Logging your guitar progre is useful if you dedicate some time to it. If you don't like writing may get some getting used to. But think of it as an organizational tool, a reference point for imrpoving your guitar playing, a way to expand your ideas when playing guitar, and a "LAZY" preventer.
Topics to help improve guitar playing:
- critique of an aspect of your playing
- observation of an aspect of your playing
- comparison of your progress between 2 defined periods of time
- exploration for expanding your style
- idea generation
- refining a composition
- refining a technique
- re-clarification of goals
Advice to get better at guitar
In the educational realm, we teachers love to use the word positive reinforcement. Sure it has its place with building confidence and whatnot. But come on, we're here to get better at guitar and to be honest with ourselves, right? If we don't play something right, we don't play it right. Don't pat yourself on the back and settle for, "yeah I can pull it off if I need to." That's crap (pardon the expression). Play it to play it like it's meant to be played and critique it like you were Segovia. Get better! You have to be honest with yourself before you can do that. Make a decision and move on it (and move on):
Keep in Mind
- Be positive but focus on the weakness.
- Even if you're guitar logging for observation, decide in your writing what to do with that observation. Otherwise you're wasting your time. Do something based on that decision next practice.
- Figure out how to fix the problem then do it.
- Always strive for forward progress.
- Remember, critiquing is not criticism. It is constructive and it should be based on objectives.
- Log your strengths and your weaknesses.
State what the problem is and how it should be.
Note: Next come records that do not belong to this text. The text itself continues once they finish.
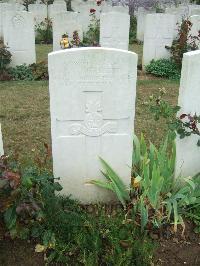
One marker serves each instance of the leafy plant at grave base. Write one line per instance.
(64, 231)
(44, 32)
(39, 71)
(156, 197)
(5, 59)
(165, 68)
(21, 72)
(114, 183)
(184, 43)
(133, 29)
(185, 125)
(91, 37)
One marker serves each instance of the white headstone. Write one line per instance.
(195, 30)
(83, 8)
(195, 11)
(19, 36)
(66, 22)
(92, 105)
(1, 143)
(4, 7)
(39, 12)
(180, 14)
(141, 22)
(187, 151)
(114, 30)
(56, 8)
(159, 29)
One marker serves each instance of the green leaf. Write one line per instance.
(10, 217)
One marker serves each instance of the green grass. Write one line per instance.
(25, 117)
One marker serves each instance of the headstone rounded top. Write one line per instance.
(92, 49)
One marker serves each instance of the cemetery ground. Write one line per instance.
(26, 126)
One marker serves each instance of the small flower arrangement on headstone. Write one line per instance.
(65, 43)
(76, 42)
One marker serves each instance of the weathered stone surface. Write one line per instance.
(159, 29)
(195, 29)
(19, 36)
(1, 143)
(4, 7)
(187, 151)
(39, 12)
(56, 8)
(114, 30)
(92, 105)
(141, 17)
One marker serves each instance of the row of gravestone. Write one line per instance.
(41, 11)
(92, 106)
(180, 12)
(19, 35)
(159, 34)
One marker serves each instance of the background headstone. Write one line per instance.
(1, 143)
(195, 30)
(39, 12)
(66, 22)
(92, 105)
(159, 29)
(187, 151)
(114, 30)
(56, 8)
(141, 16)
(19, 36)
(180, 13)
(4, 7)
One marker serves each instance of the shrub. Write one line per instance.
(44, 32)
(184, 43)
(156, 197)
(133, 29)
(39, 71)
(64, 231)
(164, 68)
(21, 72)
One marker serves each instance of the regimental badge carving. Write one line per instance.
(93, 124)
(18, 21)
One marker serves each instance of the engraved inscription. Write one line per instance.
(18, 21)
(93, 125)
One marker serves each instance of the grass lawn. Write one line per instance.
(24, 109)
(25, 118)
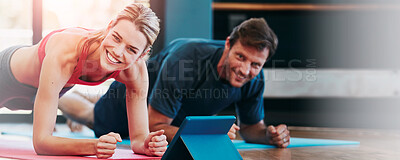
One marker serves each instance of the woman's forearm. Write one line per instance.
(51, 145)
(137, 118)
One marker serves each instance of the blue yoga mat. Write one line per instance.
(239, 144)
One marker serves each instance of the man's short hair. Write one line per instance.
(255, 32)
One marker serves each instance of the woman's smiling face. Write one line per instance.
(122, 46)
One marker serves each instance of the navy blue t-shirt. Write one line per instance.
(183, 82)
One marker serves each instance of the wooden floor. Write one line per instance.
(374, 144)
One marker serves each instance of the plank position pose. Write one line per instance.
(34, 77)
(194, 77)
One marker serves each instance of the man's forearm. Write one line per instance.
(254, 133)
(169, 130)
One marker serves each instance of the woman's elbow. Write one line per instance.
(39, 146)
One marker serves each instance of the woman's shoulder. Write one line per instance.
(65, 41)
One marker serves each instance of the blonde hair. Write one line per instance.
(144, 18)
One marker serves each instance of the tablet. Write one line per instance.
(203, 137)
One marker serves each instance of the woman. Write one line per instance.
(34, 77)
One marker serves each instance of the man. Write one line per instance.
(197, 77)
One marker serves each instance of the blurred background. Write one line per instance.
(337, 63)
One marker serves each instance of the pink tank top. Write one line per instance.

Then decide the best course of action to get it to where it should be.
- For example:
- My music tends to sound the same. I like melodic stuff but when I try to incorporate syncopation and rhythm into the songs they just don't sound the way I want them to.
- Possible solutions:
-
- Practice keeping beat with a metronome. Then move on to more difficult rhythms and timings. Decide the tempo, rhythm before I start playing.
- Decide the melody in my head before I try to play it.
- Attempt and see where my weaknesses still lie.
Important points on logging your guitar playing
Through your journaling figure out how you learn.
Do you learn holistically? I mean do you learn better by figuring out a song and then using those techniques in other parts of your own writing and playing? Can you take those techniques and apply them in a different way?
Or do you learn sequentially? Do you have to have guided steps that take you through a process until you arrive at your objective?
You should ask and answer these questions if you are serious about getting better at playing guitar or just getting better at anything really.
Journaling doesn't have to always be critical either. It can be reflective or prognostic. You can reflect on change your guitar goals based on new directions with your guitar. Your goals may change, ya know?
Journal so that you know where you are heading with your playing.
Within your guitar journal you should try the following approaches:
- Creating new ideas
- Planning courses of action and strategy for practicing, imagining (mental imagery can be very useful), or formulating approaches
- Judging where you stand in your playing, evaluating what the issues are, comparing your playing to your goals or others.